Anatomy and structure
Schwann cells are composed primarily of cytoplasm and a nucleus. The nucleus and cytoplasm of the Schwann cell are located in its outer region. This outer region is also called the neurolemm or Schwann’s sheath. Surrounding the neurolemma is the so-called basal lamina. This is an apparently homogeneous layer of proteins that forms the base of epithelial cells. This basal lamina connects the neurolemm with the connective tissue of a surrounding nerve fiber. In the peripheral nervous system, Schwann cells are extremely close to each other. Nevertheless, there is always an interruption between two neighboring Schwann cells, which establishes saltatory conduction and serves to optimize conduction velocities. These interruptions are called Ranvier poker rings. These poker rings are spaced between 0.2 and 1.5 millimeters apart. The distance between the stoking rings is also called internode or internodal segment by neurologists. Some interruptions of the myelin layer also run at an angle and are then called Schmidt-Lantermann notches.
Function and tasks
Peripheral nervous system Schwann cells particularly perform support functions and stabilize nerves. Apart from this, like all other glial cells, they also nourish nerve fibers-in this case, those of the peripheral nervous system. However, these vital tasks are not their only ones. In addition to support and nutritional functions, they also perform insulating functions in conjunction with medullary fibers. They produce slices of insulating myelin. The Schwann cells attach to the axons of medullary nerve fibers, and the myelin generated in the process gives rise to rapidly conducting nerves. Myelin is a fatty protein substance that prevents the migration of electrical excitations. The bioelectrics of the nervous system would not function without insulating myelin, because the excitation potentials would ever dissipate into the area surrounding the nerve fibers. With myelin, Schwann cells also protect nerve conductors from excitations that do not affect them. Insulation increases the capacity and conduction velocity of axons. Thus, by producing myelin, glial cells ultimately ensure that the body’s stimulus transmissions run smoothly. The frictionless transmission of stimuli is indispensable for numerous bodily functions. The body’s reflexes, for example, would be inconceivable without fast-conducting nerve fibers. The same is true for the perceptual processing of the sensory system. If a sensory perception did not reach the brain rapidly via fast conducting nerve fibers, then every impression of one’s own environment would be time-delayed.However, in addition to the medullary, fast-working fibers, the nervous system also embraces medullary, slower-working nerve fibers. These medullary nerve fibers in turn supply cytoplasm to the Schwann cells.
Diseases
In connection with Schwann cells, demyelinating diseases in particular play a role. These diseases are also called demyelinating diseases by neurologists and destroy the myelin of the nervous system. If several nerve cells are affected by demyelination, then a focal image is seen on MRI. The best known demyelinating disease is the inflammatory autoimmune disease multiple sclerosis. In this disease, the immune system mistakenly recognizes the body’s own and healthy tissue of the nervous system as a threat and attacks this tissue. This results in inflammation that destroys the myelin sheath of the nervous system.
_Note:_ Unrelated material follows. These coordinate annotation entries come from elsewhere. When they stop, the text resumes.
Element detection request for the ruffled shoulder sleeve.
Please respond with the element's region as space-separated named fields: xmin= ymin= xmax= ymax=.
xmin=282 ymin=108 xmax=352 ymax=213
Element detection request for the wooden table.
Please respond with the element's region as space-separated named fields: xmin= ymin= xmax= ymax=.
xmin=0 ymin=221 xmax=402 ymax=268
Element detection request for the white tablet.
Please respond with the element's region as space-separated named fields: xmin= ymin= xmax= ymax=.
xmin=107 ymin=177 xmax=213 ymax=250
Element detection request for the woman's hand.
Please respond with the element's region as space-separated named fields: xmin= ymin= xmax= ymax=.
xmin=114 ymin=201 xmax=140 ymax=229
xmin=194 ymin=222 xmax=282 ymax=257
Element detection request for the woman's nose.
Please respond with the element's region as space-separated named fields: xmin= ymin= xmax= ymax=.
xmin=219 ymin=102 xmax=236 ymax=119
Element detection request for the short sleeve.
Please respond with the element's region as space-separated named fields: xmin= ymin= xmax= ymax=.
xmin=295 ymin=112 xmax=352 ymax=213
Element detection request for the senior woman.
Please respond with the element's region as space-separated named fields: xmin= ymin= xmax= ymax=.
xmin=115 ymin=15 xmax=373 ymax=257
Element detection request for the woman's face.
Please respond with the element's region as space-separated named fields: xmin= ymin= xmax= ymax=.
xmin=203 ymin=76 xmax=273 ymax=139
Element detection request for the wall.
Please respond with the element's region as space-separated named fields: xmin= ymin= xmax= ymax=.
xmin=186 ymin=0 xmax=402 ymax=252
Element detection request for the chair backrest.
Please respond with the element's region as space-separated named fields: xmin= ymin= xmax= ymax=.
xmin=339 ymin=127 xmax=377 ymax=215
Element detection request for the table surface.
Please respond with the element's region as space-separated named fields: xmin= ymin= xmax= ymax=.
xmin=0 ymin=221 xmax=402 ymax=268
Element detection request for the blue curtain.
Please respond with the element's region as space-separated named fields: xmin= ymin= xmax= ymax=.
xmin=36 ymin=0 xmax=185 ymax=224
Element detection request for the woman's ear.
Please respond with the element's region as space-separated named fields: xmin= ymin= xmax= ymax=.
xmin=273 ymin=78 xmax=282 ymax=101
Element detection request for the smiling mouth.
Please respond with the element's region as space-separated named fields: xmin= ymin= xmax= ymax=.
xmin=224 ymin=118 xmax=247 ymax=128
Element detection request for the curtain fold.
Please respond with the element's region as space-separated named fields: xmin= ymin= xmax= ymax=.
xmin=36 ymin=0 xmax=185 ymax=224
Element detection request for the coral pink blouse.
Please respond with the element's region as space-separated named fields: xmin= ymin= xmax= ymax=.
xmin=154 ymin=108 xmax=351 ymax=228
In the peripheral nervous system, this destruction corresponds to demyelination of the Schwann cells that wrap the peripheral axons. Miller-Fisher syndrome is also an inflammatory demyelinating disease. It exclusively affects the peripheral nervous system. In addition to absent reflexes, paralysis and movement disorders often occur symptomatically. Other demyelinating diseases include Balo’s disease, funicular myelosis, and neuromyelitis optica. However, in addition to demyelinating and inflammatory diseases, toxic processes can also injure or destroy myelin. After each demyelination, the transmission of stimuli is disturbed. Depending on how many axons are affected and where the affected axons are located, neurologically more or less severe deficits may occur. Injury to an axon or nerve fiber itself can also cause demyelination.